Du 30 mars au 14 mai 2023, la 16ème édition du festival Rencontre des jonglages rend compte en Île-de-France de la grande vivacité du jonglage professionnel contemporain. Le cœur de festival, du 13 au 16 avril à La Courneuve, fut notamment riche en soli qui témoignent d’un double mouvement de la discipline : le retour aux origines ou à l’essentiel et l’invention de langages nouveaux.
La richesse du jonglage contemporain s’observe sous bien des angles. L’un des premiers, le plus visible y compris pour des regards non-aguerris, est l’ampleur des spectacles. La 16ème édition du festival Rencontre des jonglages s’est ouverte à Garges-lès-Gonesse sur une pièce assez vaste, pour cinq jongleurs : Juventud mise en scène par Nicanor de Elia. Dans ce « manifeste jonglé », l’artiste développe « un nouveau langage transversal, où les multiples formes du cirque se projettent vers le futur ». Vint ensuite, à Bondy puis Tremblay-en-France, S’assurer de ses propres murmures, dialogue puissant entre le batteur Pierre Pollet et le jongleur Julien Clément du collectif Petit Travers, qui présentait aussi en ouverture du cœur de festival son spectacle Nuit. Soit une pièce de jonglage par balles, où trois silhouettes éclairées par des bougies créent un rythme et une magie à la fois douce et intense.

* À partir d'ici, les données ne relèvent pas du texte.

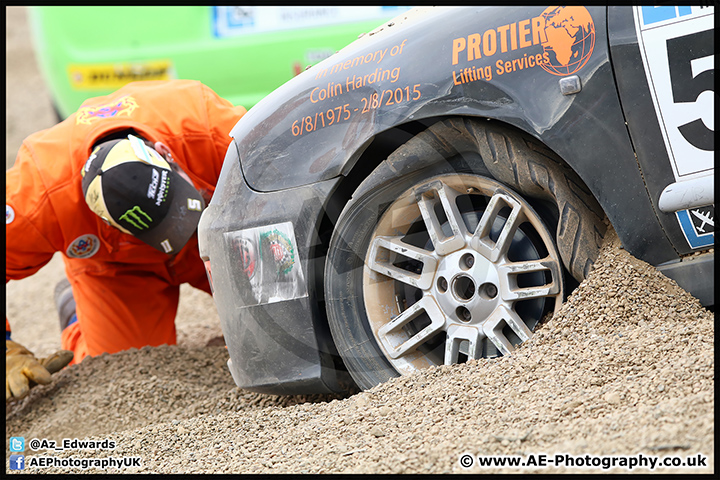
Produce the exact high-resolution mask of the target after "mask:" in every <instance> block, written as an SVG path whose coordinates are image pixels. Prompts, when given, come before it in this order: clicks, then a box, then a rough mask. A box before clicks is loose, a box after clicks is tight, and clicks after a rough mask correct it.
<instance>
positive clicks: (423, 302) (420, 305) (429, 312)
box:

D’abord dans le 13ème arrondissement le 13 avril à l’occasion de l’inauguration de RueWATT, le nouvel équipement de la Coopérative de Rue et de Cirque (2r2c) – il s’agit d’une fabrique artistique pour la rue, le cirque et l’espace public –, puis sur la Place de la Fraternité, face à Houdremont, Centre culturel de La Courneuve où loge la Maison des Jonglages, il y eut encore la compagnie belge Scratch avec sa nouvelle création Drache Nationale. Trois jongleurs y font appel à une mémoire que l’on devine au moins autant fictive que réelle pour répondre avec le sérieux nécessaire à la grave question : « Comment positiver quand c’est la merde ? ». Toutes ces pièces collectives ont été accompagnées pendant le cœur de festival de très nombreux soli, qui pour beaucoup témoignent avec une force particulière de l’état du paysage actuel du jonglage, de ses évolutions et de ses lignes de force.
Des soli qui durent
En développant un rapport étroit avec un ou plusieurs objets, les jongleurs en solo se retrouvent souvent à questionner leur relation à leur discipline. D’où un rapport très fort à l’histoire de cette dernière, et plus largement au temps. En programmant Mobile de Jörg Müller dans le cadre de l’inauguration de RueWatt, l’équipe de la Maison des Jonglages dirigée par Vincent Berhault affirme l’existence d’un répertoire bien vivant de créations jonglées. Créé par l’artiste allemand en 1994 à la fin de sa formation au Centre National des Arts du Cirque (CNAC), cette pièce n’a en effet jamais cessé de tourner. Cela en grande partie du fait de la communauté des jongleurs professionnels, qui la reconnaît comme marquant une étape importante dans l’évolution de la discipline. Circulant, dansant presque au contact de son dispositif fait de tubes métalliques suspendus à six mètres du sol, Jörg Müller est l’un des initiateurs de la rencontre entre le jonglage et d’autres arts : la danse et l’art contemporain.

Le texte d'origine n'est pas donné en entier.